The [CityJSON specifications](https://www.cityjson.org/specs/#extensions) mention 3 different extendable features, and the `cjdb` importer deals with them as follows:
1. Complex attributes
No action is taken. These attributes end up in the `attributes` JSONB column.
2. Additional root properties
Additional root properties are placed in the `extra properties` JSONB column in the `import_meta` table.
3. Additional CityObject type
Additional CityObject types are appended to the list of allowed CityJSON objects.
### CityJSON GeometryTemplate
[Geometry templates](https://www.cityjson.org/specs/1.1.2/#geometry-templates)
are resolved for each object geometry, so that the object in the table ends up with its real-world coordinates (instead of vertex references or relative template coordinates).
### Data validation
The importer does not validate the structure of the file. It is assumed that the input file is schema-valid ([CityJSON validator](https://validator.cityjson.org/)).
It sends out warnings when:
- there appear CityObject types defined neither in the main CityJSON specification nor any of the supplied extensions.
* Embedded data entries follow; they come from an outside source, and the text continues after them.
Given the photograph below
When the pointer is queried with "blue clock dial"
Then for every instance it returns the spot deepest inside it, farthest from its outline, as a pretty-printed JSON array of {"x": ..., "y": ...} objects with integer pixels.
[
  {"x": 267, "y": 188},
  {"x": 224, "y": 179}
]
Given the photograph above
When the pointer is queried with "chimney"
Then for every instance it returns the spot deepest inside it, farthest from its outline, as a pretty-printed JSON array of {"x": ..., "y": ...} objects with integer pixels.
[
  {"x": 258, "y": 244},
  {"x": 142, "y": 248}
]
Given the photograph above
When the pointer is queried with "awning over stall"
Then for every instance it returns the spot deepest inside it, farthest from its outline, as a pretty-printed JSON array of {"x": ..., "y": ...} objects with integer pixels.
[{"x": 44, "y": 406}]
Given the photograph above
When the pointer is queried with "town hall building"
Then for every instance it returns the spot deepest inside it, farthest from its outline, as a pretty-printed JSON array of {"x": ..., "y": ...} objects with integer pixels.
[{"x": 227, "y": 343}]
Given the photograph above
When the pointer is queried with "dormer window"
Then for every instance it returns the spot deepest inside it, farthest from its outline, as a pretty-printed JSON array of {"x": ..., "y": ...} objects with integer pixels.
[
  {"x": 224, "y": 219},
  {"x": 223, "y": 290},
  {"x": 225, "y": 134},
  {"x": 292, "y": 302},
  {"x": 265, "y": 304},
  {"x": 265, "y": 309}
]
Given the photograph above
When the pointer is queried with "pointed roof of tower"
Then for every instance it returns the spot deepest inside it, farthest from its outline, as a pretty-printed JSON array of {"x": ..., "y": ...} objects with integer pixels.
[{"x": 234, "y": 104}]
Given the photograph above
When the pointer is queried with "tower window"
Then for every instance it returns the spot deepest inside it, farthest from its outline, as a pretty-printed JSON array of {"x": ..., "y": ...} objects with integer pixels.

- the specified target CRS does not have the Z-axis defined
- the source dataset does not have a CRS defined at all
### Repeated object IDs
By default, the importer does not check if an object with a given ID exists already in the database. This is because such an operation for every inserted object results in a performance penalty.
The user can choose to run the import with either the `-e/--skip-existing` option to skip existing objects or `-u, --update-existing` to update existing objects. This will slow down the import, but it will also ensure that repeated object cases are handled.